The Captain has always been liked by most of the Tintin fans, while some even prefers him over the boy reporter. So why not a film of his own?

This is not a random idea, either.
A broken drunk captain kept captive on his own ship to a respected civilian living in a stately manor, his story of rejuvenation and new hope in his imperfect life (unlike Tintin) surely has a lot of potential.

With Tintin playing second-fiddle, we could experience the different and quite contrasting ideas of the Captain during their adventures.
And looking at the Tintiniverse through the point of view of, well, not Tintin, is surely viable and will shake things up a bit.

So what do the others think? Are you willing to see the Captain take the driving wheel?
#2 · Posted: 1 Nov 2018 00:54
Are you suggesting a film based on the books but seen from Haddock's point of view?

The problem is that, as I see it, much of the action is split between him and Tintin anyway. For much of the time they are joined to the hip, but when they separate the story can be hard to follow if you see it from the view of one but not the other: in "Destination Moon" for instance, the scene of Tintin being shot by one of the parachutists is best seen rather than just described - as he does to Haddock and Baxter in the hospital.

A film based on an original adventure in which he features without Tintin might work. The problem is that I have noticed that when a third party writes a story based on another writer's characters, he does not always get the essence of those characters. I have a friend who loved the original James Bond novels by Ian Fleming but dismisses those written by other writers.
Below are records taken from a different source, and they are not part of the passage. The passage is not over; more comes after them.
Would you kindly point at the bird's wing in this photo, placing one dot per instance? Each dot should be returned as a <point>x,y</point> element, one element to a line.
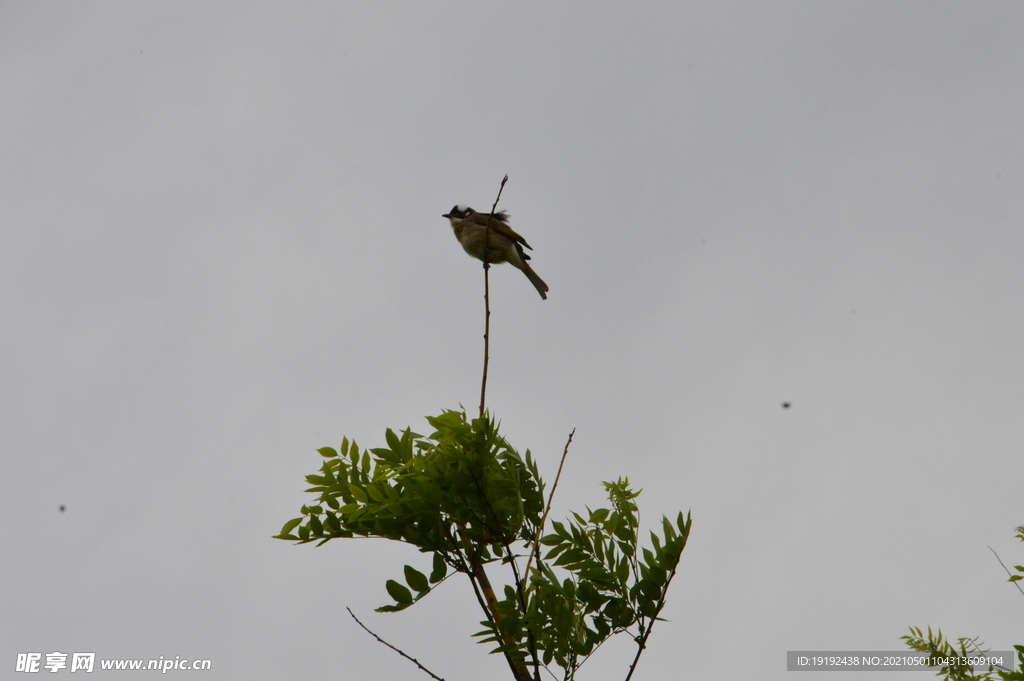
<point>500,224</point>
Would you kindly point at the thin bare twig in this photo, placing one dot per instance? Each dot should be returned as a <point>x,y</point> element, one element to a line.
<point>414,660</point>
<point>535,551</point>
<point>1016,584</point>
<point>486,296</point>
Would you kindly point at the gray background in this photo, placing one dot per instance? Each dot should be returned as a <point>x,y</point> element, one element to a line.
<point>221,248</point>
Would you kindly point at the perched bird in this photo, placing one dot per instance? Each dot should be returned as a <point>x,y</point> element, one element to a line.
<point>503,245</point>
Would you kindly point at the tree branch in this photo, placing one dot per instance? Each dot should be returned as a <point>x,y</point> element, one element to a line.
<point>414,660</point>
<point>486,296</point>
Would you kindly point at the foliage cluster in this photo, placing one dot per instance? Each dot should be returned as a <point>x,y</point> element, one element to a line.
<point>464,495</point>
<point>938,647</point>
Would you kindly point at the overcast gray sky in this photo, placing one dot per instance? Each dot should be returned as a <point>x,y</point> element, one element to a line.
<point>221,248</point>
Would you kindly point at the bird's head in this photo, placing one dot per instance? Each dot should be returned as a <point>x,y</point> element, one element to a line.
<point>459,212</point>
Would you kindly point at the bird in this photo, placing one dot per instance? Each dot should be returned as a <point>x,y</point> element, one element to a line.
<point>501,243</point>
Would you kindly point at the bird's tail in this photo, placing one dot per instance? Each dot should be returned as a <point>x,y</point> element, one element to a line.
<point>538,283</point>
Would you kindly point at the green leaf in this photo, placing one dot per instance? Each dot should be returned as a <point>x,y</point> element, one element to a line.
<point>392,440</point>
<point>417,580</point>
<point>359,495</point>
<point>398,592</point>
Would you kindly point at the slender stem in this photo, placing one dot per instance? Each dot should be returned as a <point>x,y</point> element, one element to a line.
<point>488,602</point>
<point>1016,584</point>
<point>642,643</point>
<point>486,297</point>
<point>535,551</point>
<point>414,660</point>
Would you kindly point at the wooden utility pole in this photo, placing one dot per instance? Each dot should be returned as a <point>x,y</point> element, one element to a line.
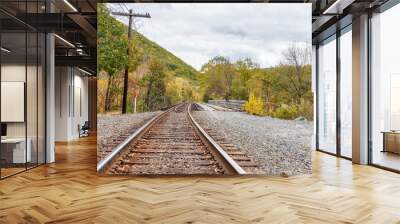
<point>130,15</point>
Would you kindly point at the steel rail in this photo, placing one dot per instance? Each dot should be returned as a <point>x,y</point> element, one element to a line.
<point>216,149</point>
<point>136,135</point>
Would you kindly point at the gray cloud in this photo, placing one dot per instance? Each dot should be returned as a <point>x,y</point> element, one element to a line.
<point>198,32</point>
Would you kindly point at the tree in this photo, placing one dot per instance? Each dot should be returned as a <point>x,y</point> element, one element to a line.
<point>217,77</point>
<point>111,49</point>
<point>296,64</point>
<point>154,81</point>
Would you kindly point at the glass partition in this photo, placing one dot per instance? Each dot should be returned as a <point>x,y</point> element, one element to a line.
<point>346,92</point>
<point>385,89</point>
<point>22,101</point>
<point>327,95</point>
<point>13,94</point>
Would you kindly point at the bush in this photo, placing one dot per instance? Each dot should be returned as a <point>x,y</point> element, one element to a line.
<point>306,110</point>
<point>286,112</point>
<point>254,105</point>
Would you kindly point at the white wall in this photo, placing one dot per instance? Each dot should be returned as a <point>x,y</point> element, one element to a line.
<point>70,83</point>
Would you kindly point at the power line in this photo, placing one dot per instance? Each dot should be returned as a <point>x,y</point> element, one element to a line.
<point>130,15</point>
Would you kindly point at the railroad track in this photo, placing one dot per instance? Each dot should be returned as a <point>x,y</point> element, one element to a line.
<point>174,143</point>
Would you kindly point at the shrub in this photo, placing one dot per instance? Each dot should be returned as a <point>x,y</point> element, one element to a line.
<point>286,112</point>
<point>254,105</point>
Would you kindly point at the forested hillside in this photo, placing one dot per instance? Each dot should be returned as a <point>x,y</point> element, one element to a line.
<point>282,91</point>
<point>157,78</point>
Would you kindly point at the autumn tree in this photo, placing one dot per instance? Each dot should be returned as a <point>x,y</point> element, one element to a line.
<point>154,82</point>
<point>111,49</point>
<point>296,70</point>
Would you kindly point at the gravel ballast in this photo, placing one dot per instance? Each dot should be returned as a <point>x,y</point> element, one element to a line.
<point>280,147</point>
<point>111,127</point>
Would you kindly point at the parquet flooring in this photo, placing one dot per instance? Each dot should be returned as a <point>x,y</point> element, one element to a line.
<point>70,191</point>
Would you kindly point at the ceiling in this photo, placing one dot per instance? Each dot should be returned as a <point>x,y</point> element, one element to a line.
<point>74,22</point>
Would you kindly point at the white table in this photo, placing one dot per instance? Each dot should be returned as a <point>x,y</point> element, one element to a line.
<point>18,144</point>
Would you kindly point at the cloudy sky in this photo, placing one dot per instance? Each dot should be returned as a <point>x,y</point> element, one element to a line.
<point>197,32</point>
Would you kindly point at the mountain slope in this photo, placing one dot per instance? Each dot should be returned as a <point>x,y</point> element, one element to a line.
<point>153,50</point>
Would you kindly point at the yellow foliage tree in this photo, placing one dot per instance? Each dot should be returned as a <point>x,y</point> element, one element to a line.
<point>254,105</point>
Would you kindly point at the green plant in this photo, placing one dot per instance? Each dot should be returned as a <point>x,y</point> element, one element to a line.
<point>306,109</point>
<point>254,105</point>
<point>286,112</point>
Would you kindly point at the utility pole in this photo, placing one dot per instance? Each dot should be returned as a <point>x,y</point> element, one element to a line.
<point>130,15</point>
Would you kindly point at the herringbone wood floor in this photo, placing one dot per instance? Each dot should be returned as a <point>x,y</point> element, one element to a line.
<point>70,191</point>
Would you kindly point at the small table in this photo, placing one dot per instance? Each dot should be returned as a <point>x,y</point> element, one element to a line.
<point>391,141</point>
<point>13,150</point>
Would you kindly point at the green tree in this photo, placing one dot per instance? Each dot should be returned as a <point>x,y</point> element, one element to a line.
<point>111,49</point>
<point>217,77</point>
<point>154,81</point>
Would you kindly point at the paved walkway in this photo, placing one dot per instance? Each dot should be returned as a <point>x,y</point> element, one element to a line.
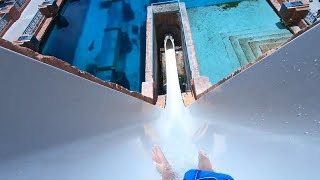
<point>20,25</point>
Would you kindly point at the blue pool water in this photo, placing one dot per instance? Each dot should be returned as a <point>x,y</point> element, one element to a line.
<point>107,38</point>
<point>226,39</point>
<point>102,35</point>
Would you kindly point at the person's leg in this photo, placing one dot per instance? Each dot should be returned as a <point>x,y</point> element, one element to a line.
<point>204,162</point>
<point>162,163</point>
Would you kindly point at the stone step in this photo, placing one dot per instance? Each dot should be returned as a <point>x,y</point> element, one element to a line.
<point>256,45</point>
<point>233,47</point>
<point>248,51</point>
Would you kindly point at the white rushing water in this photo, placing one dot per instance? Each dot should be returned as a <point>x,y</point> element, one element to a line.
<point>176,127</point>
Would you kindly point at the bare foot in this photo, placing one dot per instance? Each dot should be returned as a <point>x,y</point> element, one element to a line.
<point>204,162</point>
<point>162,163</point>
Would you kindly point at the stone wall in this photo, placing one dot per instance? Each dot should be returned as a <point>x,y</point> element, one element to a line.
<point>53,61</point>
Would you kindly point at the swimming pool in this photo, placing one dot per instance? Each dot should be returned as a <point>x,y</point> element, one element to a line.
<point>104,38</point>
<point>107,38</point>
<point>226,37</point>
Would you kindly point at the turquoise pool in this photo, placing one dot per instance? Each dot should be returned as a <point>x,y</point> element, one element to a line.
<point>227,38</point>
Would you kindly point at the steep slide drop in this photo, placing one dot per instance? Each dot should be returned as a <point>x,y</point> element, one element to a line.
<point>174,99</point>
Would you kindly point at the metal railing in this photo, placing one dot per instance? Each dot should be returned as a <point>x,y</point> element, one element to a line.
<point>33,25</point>
<point>4,21</point>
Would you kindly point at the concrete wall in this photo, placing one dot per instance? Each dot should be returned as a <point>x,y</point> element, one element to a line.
<point>265,122</point>
<point>42,106</point>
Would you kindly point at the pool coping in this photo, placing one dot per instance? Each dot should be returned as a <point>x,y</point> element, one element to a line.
<point>11,22</point>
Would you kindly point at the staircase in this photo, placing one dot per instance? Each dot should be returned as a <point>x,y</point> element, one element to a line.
<point>248,45</point>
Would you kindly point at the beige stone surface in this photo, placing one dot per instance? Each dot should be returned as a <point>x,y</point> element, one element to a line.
<point>188,98</point>
<point>200,85</point>
<point>161,102</point>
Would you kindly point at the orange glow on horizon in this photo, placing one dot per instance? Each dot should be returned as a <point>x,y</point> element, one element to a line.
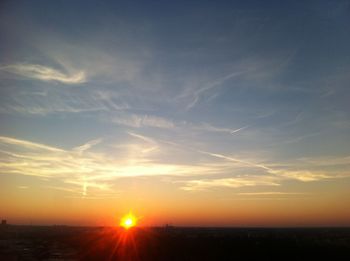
<point>128,221</point>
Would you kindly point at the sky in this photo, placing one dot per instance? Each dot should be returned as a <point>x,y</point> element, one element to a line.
<point>193,113</point>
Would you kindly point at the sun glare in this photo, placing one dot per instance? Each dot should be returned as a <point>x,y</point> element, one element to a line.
<point>128,221</point>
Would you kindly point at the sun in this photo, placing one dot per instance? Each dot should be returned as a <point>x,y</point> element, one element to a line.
<point>128,221</point>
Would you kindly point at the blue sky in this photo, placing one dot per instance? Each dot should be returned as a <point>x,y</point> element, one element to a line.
<point>219,98</point>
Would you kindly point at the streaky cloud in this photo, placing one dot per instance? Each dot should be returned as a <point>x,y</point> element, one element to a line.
<point>44,73</point>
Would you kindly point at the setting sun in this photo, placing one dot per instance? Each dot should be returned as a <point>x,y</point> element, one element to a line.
<point>128,221</point>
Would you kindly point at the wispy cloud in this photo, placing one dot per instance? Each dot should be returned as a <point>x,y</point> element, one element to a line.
<point>237,182</point>
<point>44,73</point>
<point>138,121</point>
<point>197,93</point>
<point>208,127</point>
<point>87,145</point>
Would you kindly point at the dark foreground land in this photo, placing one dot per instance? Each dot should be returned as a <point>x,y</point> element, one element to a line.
<point>79,243</point>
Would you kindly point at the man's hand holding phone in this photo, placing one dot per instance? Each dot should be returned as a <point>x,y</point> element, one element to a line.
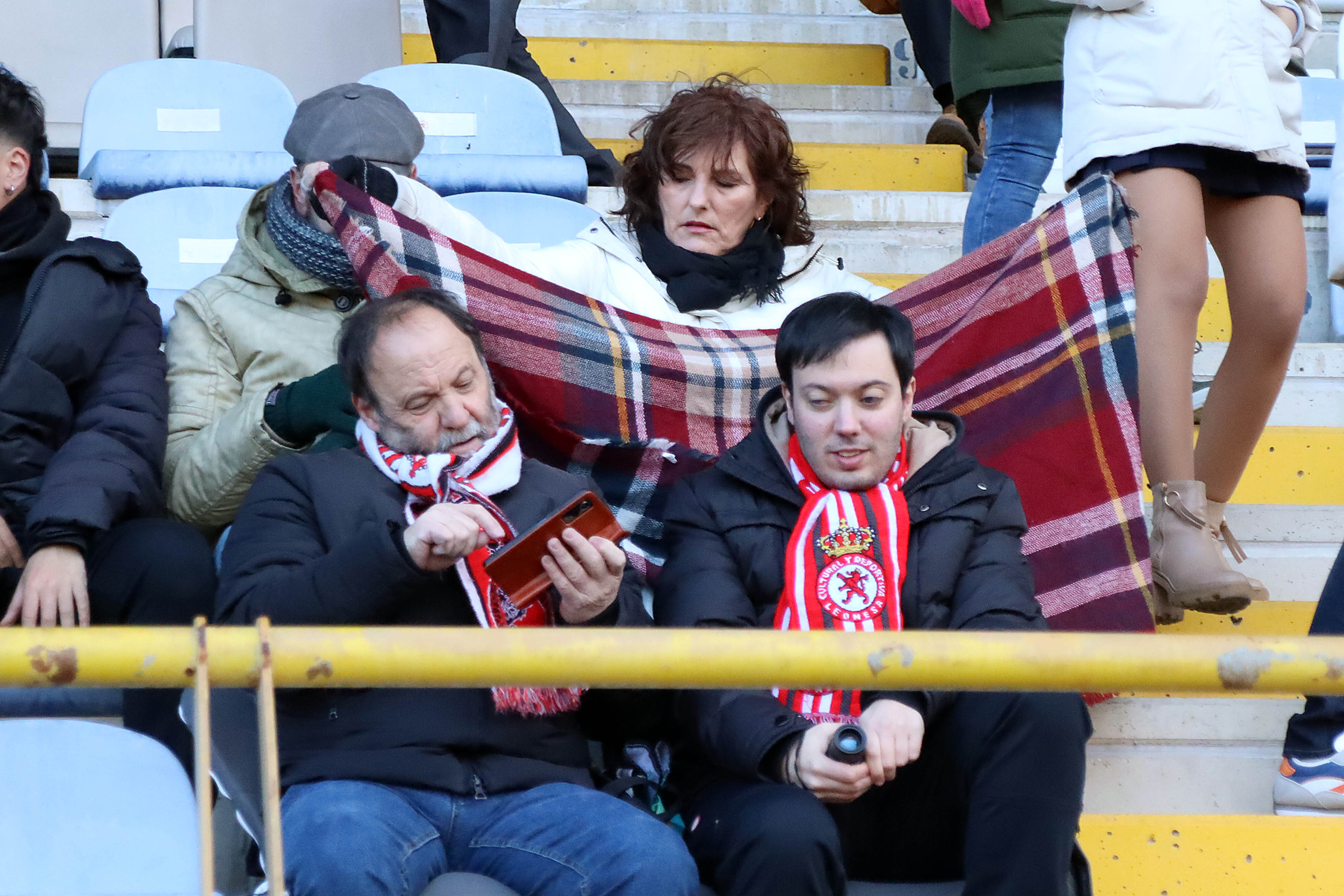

A Haddock story would probably look at his early life and how he became a sailor and an alcoholic. There tends to be a lot of such prequels such as the young Indiana Jones, the young Darth Vader, the young James Bond or the young Endeavour Morse.

Personally, I do not find such a concept very satisfactory. If the writer includes in the prequel references to the original series - Haddock's relationship with Chester for instance and the origin of their greeting ritual - then maybe it would work, but some of these prequels tend to be just cash-ins with little or no connection.
#3 · Posted: 1 Nov 2018 16:19
I agree that pastiches never match the originals and I also agree that a movie about the Captain's past should not be made (and the less we discuss it, the better.)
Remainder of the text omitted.